In the fall of 1941 on the eve of the United States’ entry into WWII, the Auburn High School freshman class of 1941-42 undertook an extraordinary community project. Under the guidance of their homeroom teacher, Harry W. McCann, Jr., who taught math, social studies, and English, the students decided that a place for social gathering and recreation was an important need for the people of Riner, VA.
Undaunted by the rising crisis in Europe and Asia, and their own experiences growing up during the Great Depression, these youths of 14 and 15 set to work to construct a log building to meet their needs. These students, about 30 in number, drew up blueprints, solicited donations of materials, and raised funds by selling bonds.
On January 6, 1942, the students made a presentation about the project to the Riner Grange, an agricultural service group chartered in 1928 dedicated to the improvement of life for those living in the Riner area. The Grange voted to support the project on February 3, 1942 and on April 21, 1942 moved to provide $200 for the building. An Auburn Recreational Club was formed and a committee was appointed to govern its affairs. Memberships in the Auburn Recreational Club were sold for $1 to raise funds.

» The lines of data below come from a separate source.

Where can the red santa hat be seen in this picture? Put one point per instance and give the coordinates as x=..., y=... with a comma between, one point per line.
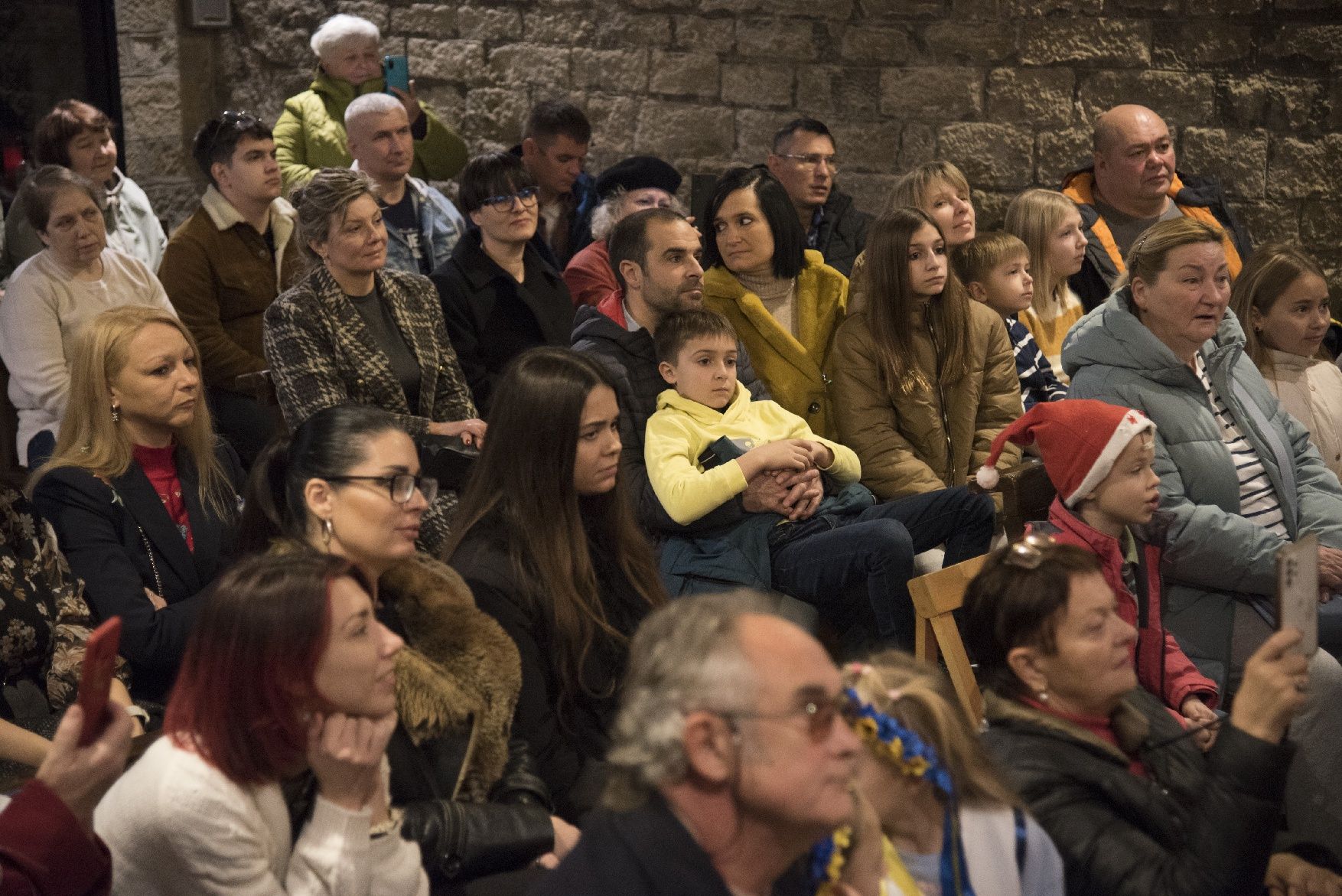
x=1080, y=440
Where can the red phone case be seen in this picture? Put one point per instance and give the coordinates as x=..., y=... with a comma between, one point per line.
x=96, y=678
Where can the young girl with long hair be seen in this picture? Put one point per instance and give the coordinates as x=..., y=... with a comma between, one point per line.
x=923, y=377
x=551, y=548
x=1051, y=227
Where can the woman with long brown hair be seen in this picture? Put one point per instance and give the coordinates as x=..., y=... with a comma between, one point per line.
x=923, y=377
x=551, y=548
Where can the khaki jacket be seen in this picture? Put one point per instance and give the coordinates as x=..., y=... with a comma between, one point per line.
x=790, y=367
x=921, y=441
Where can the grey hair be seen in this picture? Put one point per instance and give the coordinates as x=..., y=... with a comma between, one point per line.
x=340, y=28
x=325, y=196
x=608, y=212
x=370, y=105
x=686, y=657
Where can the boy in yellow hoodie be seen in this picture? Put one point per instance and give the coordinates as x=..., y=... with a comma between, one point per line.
x=847, y=556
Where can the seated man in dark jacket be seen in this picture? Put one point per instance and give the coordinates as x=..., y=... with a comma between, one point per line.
x=726, y=758
x=655, y=258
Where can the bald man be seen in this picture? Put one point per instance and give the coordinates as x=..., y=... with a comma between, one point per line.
x=1132, y=185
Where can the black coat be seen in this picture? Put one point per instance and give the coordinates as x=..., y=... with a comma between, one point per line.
x=633, y=363
x=105, y=530
x=491, y=318
x=1194, y=826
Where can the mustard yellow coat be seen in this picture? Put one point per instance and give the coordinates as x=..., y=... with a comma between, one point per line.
x=790, y=367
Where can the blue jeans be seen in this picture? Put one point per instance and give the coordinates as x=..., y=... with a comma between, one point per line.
x=855, y=568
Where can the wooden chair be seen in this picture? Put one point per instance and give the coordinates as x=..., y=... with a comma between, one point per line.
x=937, y=596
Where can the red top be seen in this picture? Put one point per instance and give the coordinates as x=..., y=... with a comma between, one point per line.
x=161, y=467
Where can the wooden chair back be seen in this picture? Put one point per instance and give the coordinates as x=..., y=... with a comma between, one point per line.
x=937, y=596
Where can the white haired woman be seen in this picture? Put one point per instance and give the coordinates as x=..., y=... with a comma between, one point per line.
x=311, y=133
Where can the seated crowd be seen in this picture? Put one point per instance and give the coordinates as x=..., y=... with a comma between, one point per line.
x=552, y=541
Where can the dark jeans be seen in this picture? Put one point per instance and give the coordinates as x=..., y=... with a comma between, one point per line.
x=855, y=568
x=242, y=422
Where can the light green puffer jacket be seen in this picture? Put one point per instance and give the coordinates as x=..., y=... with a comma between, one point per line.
x=311, y=135
x=1212, y=554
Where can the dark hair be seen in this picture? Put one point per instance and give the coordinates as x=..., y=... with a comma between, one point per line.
x=67, y=119
x=552, y=119
x=250, y=666
x=331, y=443
x=678, y=327
x=808, y=125
x=46, y=184
x=523, y=482
x=790, y=240
x=1008, y=607
x=891, y=305
x=491, y=174
x=219, y=137
x=628, y=242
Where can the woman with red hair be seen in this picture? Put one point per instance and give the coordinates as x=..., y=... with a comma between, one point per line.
x=288, y=687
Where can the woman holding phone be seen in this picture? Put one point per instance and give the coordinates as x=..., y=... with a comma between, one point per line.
x=288, y=651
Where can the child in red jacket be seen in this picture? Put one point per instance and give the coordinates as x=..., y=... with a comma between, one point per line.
x=1099, y=459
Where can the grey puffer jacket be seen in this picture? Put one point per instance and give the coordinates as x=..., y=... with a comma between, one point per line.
x=1212, y=556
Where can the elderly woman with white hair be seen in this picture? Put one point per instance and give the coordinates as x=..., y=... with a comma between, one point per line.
x=311, y=133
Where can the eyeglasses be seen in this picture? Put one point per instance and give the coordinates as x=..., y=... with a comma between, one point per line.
x=813, y=160
x=1028, y=552
x=819, y=714
x=399, y=487
x=505, y=201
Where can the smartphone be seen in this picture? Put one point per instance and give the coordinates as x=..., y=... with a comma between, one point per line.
x=396, y=70
x=1298, y=591
x=96, y=678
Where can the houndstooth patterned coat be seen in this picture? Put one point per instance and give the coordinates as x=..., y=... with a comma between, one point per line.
x=321, y=354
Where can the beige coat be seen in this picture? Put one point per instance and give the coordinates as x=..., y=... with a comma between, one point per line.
x=921, y=441
x=1311, y=392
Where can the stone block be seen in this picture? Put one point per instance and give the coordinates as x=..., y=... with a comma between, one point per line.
x=787, y=37
x=525, y=64
x=705, y=35
x=686, y=130
x=151, y=108
x=486, y=23
x=757, y=85
x=496, y=114
x=1121, y=43
x=612, y=70
x=685, y=74
x=427, y=19
x=972, y=42
x=1238, y=158
x=1041, y=97
x=932, y=93
x=1305, y=168
x=1269, y=222
x=1270, y=101
x=145, y=55
x=1201, y=43
x=882, y=46
x=1317, y=43
x=461, y=60
x=1060, y=152
x=868, y=146
x=1181, y=98
x=991, y=156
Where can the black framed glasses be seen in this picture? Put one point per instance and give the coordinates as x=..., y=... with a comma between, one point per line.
x=400, y=487
x=505, y=201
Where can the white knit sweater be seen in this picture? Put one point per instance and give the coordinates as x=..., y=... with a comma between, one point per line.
x=176, y=825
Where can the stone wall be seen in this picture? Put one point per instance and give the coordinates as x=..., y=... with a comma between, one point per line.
x=1003, y=87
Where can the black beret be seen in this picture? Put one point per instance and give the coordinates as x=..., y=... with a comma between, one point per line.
x=638, y=172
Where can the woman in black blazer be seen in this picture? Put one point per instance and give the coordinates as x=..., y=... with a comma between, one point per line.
x=140, y=493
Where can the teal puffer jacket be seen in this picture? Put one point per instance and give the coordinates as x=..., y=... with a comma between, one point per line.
x=1213, y=556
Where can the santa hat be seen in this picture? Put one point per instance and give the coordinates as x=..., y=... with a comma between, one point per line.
x=1080, y=440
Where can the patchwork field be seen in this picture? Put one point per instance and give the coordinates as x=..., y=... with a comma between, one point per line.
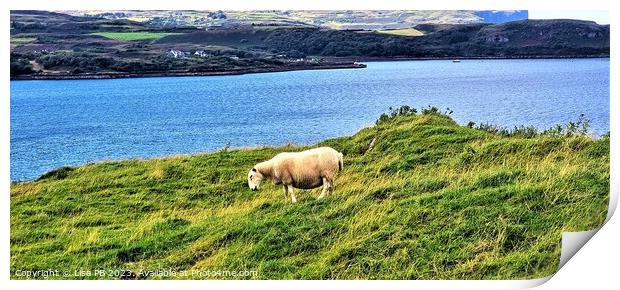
x=134, y=36
x=420, y=197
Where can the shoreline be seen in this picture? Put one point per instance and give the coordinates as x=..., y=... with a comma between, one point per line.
x=243, y=71
x=344, y=63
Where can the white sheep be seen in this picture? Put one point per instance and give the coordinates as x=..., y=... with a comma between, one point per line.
x=304, y=170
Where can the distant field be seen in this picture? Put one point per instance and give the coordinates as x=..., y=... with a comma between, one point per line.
x=17, y=41
x=132, y=36
x=402, y=31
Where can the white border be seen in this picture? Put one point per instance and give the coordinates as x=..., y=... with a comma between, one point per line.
x=602, y=257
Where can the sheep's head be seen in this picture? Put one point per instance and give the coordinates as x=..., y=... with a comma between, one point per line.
x=254, y=179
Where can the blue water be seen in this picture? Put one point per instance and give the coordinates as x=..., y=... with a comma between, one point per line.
x=56, y=123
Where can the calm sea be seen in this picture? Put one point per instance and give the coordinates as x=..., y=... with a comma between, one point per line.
x=71, y=122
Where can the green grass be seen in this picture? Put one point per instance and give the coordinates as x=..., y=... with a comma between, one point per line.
x=430, y=200
x=402, y=32
x=17, y=41
x=134, y=36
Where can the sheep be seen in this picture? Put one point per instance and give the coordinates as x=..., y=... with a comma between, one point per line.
x=303, y=170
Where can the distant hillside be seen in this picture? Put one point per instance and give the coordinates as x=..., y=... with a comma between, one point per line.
x=525, y=38
x=498, y=16
x=55, y=45
x=334, y=19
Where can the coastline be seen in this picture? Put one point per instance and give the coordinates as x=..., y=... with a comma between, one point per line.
x=184, y=73
x=334, y=63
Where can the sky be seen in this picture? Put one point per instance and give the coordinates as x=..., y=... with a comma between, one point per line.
x=599, y=16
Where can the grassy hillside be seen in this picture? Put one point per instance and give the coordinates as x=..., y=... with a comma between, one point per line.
x=430, y=199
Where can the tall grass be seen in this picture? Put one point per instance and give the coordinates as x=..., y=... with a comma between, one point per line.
x=429, y=199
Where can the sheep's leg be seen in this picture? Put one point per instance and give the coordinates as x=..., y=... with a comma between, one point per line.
x=290, y=189
x=330, y=186
x=285, y=193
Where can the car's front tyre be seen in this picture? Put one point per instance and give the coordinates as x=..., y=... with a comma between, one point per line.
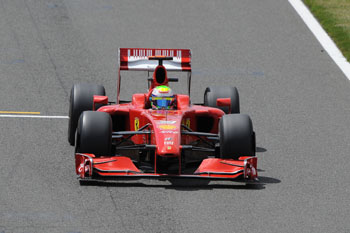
x=94, y=133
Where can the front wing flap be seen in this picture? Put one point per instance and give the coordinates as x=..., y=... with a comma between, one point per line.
x=88, y=166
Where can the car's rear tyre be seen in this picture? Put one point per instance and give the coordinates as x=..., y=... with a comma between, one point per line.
x=237, y=137
x=81, y=99
x=211, y=94
x=94, y=133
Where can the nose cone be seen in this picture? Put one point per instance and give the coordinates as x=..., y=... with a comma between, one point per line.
x=167, y=132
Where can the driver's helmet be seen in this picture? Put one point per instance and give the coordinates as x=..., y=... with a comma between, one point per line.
x=162, y=97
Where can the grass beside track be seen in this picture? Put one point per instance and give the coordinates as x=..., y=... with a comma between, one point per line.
x=334, y=16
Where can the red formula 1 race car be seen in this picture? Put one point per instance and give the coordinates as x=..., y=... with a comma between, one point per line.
x=160, y=134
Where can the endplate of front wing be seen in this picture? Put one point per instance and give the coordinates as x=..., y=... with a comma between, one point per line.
x=121, y=167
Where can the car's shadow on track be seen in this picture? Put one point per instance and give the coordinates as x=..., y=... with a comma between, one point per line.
x=187, y=184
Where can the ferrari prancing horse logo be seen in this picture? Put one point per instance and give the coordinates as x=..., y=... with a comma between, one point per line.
x=137, y=123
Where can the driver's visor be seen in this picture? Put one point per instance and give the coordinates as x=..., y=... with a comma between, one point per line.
x=162, y=102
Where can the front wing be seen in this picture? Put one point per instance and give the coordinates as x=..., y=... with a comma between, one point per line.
x=120, y=167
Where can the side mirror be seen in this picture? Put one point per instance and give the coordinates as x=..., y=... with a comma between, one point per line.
x=224, y=102
x=99, y=99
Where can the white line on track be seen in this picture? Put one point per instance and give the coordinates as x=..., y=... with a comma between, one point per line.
x=327, y=43
x=34, y=116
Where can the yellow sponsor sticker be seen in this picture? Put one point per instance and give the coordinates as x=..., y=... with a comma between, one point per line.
x=136, y=123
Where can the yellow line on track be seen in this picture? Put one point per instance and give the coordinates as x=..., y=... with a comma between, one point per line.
x=14, y=112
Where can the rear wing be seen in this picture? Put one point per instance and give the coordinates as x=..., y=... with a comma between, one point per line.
x=147, y=59
x=138, y=59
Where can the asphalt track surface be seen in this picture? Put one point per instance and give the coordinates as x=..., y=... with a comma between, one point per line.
x=297, y=97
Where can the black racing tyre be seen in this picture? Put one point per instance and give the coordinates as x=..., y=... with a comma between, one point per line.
x=211, y=94
x=237, y=137
x=81, y=99
x=94, y=133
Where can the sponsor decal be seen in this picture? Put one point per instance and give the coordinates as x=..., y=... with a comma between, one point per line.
x=167, y=122
x=167, y=127
x=188, y=122
x=81, y=168
x=136, y=123
x=169, y=131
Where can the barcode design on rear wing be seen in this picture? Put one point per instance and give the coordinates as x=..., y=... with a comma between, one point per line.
x=137, y=59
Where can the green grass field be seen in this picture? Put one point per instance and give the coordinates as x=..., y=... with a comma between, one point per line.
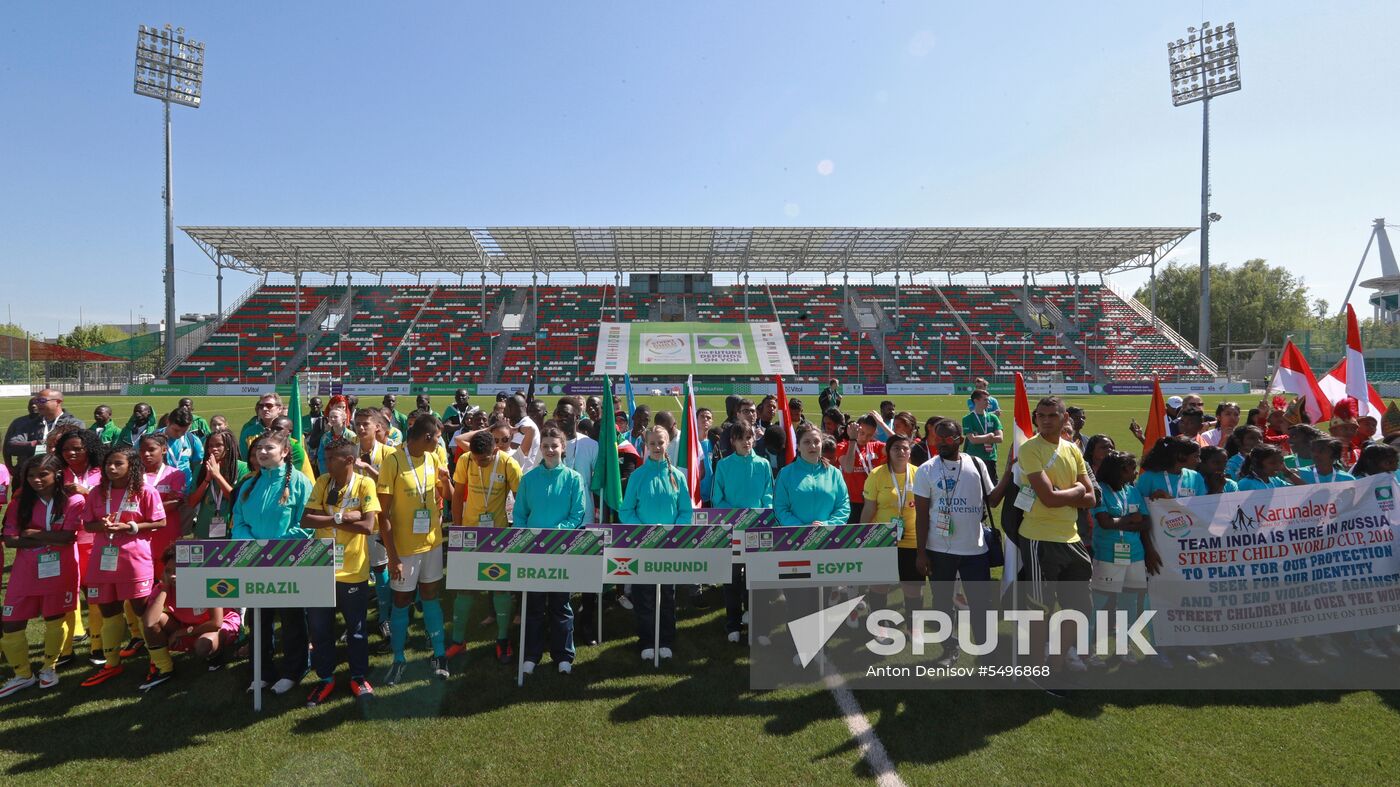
x=618, y=720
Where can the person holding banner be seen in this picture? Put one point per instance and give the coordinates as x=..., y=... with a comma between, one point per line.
x=413, y=482
x=657, y=495
x=741, y=481
x=811, y=490
x=1326, y=468
x=125, y=511
x=41, y=525
x=343, y=506
x=269, y=504
x=550, y=496
x=485, y=476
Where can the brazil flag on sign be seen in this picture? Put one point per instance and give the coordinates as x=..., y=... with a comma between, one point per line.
x=493, y=572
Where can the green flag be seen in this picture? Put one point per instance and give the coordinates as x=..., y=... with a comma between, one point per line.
x=294, y=406
x=606, y=472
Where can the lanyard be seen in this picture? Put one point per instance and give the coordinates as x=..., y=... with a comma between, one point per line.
x=900, y=495
x=48, y=514
x=345, y=493
x=951, y=488
x=489, y=482
x=125, y=495
x=420, y=485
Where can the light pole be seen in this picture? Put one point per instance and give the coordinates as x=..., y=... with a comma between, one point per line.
x=1204, y=65
x=168, y=69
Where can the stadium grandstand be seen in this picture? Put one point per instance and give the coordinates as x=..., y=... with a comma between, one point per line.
x=338, y=318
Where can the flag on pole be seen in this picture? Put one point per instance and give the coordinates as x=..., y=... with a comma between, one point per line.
x=632, y=401
x=294, y=406
x=1022, y=427
x=689, y=457
x=788, y=427
x=606, y=479
x=1334, y=388
x=1157, y=425
x=1295, y=377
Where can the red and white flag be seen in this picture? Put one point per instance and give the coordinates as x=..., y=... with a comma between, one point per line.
x=1295, y=377
x=692, y=447
x=788, y=427
x=1022, y=427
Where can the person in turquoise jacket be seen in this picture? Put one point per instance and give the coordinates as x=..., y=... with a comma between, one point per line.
x=809, y=490
x=741, y=481
x=549, y=496
x=657, y=495
x=269, y=504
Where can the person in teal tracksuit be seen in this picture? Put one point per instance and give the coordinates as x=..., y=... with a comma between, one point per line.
x=741, y=481
x=269, y=504
x=657, y=495
x=811, y=490
x=550, y=496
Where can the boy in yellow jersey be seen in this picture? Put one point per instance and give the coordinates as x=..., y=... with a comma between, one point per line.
x=343, y=506
x=413, y=483
x=370, y=429
x=483, y=479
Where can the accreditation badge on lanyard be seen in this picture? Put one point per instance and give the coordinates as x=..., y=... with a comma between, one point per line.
x=48, y=558
x=422, y=516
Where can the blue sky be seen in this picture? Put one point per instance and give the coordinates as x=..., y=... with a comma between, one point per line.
x=455, y=114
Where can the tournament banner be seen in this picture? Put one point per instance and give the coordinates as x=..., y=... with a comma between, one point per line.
x=808, y=556
x=524, y=559
x=665, y=555
x=679, y=349
x=256, y=573
x=738, y=520
x=1278, y=563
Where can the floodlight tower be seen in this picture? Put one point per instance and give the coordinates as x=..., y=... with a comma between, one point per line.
x=170, y=69
x=1204, y=65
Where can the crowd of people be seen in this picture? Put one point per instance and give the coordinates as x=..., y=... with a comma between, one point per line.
x=94, y=513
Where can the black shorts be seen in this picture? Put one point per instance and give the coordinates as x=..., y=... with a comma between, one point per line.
x=1052, y=572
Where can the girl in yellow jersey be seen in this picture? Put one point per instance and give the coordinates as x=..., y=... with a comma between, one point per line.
x=413, y=483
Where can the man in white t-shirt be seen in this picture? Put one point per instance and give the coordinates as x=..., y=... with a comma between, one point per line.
x=525, y=439
x=952, y=493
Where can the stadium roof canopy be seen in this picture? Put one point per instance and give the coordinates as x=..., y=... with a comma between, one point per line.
x=709, y=249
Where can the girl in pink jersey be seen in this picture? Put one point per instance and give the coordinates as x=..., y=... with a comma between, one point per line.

In the spring of ’42, newly hired agriculture teacher George Guilliams, along with McCann, the students, the school janitor R. A. Weaver, and Riner farmers Ralph and Raymond Lucas cut poplar trees using crosscut saws from Dan Cundiff’s place and hauled them in a borrowed truck to the building site adjacent to the high school.
The logs were then peeled, footer trenches dug, forms built, and cement mixed and poured one wheelbarrow at a time into the trenches. The log walls were raised and the subflooring put in. A stonemason, Mr. Gray from Blacksburg, was hired to build the chimney using local field stone.
On the 12th of August, 1942, the Grange held a cabin work day, placing top plate and rafters on the building. Soon the roof went on and Mr. Thomas, a carpenter from Shawsville, was hired to put in doors, window, floors, and two interior walls.
However, building supplies had become scarce because of the war and, more significantly for the project, money ran out, so the doors and windows were installed but the interior was not completed.
Auburn principal L. E. Moseley was much interested in the project and determined to see the building used for community purposes. Through his leadership, the community was able to procure canning equipment through the Rural War Production Training program. The federal government, in conjunction with the state, was offering canning equipment to communities that could supply a location, so the cabin’s intended use was diverted to house a community cannery.
The equipment was installed on the oak subflooring and holes were cut for the necessary plumbing. The response was immediate and in the fall of 1943, 5,691 cans were processed. In 1945 the state Agriculture Department granted money for an actual cannery building and in the spring of 1946 an adjoining slab-on-grade block structure was built.
George Guilliams oversaw construction of the cannery with most of the labor provided by the students in the FFA and the Grange men. Again, R. A. Weaver was instrumental in providing the know-how to complete the project, having previously been in the timber and threshing businesses where mechanical steam pressure systems were employed.
George Guilliams supervised the cannery operations from its inception and “never lacked for business.” R. A. Weaver operated the cannery until sometime in the 1950s and Mrs. I. J. “Bess” Greear and her sister Miss Mallie Richardson helped get it all started by showing people how to prepare food for canning. Guilliams taught evening classes on growing and preparing vegetables for canning. Class attendees were given preferential use privileges, but this practice was soon abandoned as demand for the facility was so great it was impossible to dictate use.
Initially, tin cans were used exclusively, but sometime in the 1950s the Ball Company sent a representative to demonstrate the use of glass jars and both types of containers were used until the 1980s, when the rising cost of tin cans made their use less appealing and the sealing equipment became irreparable. The cannery continued to receive heavy use well into the 1970s.
Use has been steady for the past 25 years, although the number of units processed per year has gradually declined. The cannery remains open in season as a service of Montgomery County.
The cannery reflects a fascinating period of American history and served as a cornerstone of the Riner community for two generations. This structure is representative of this community’s ethos and, as such, is highly worthy of preservation, interpretation, and continued use.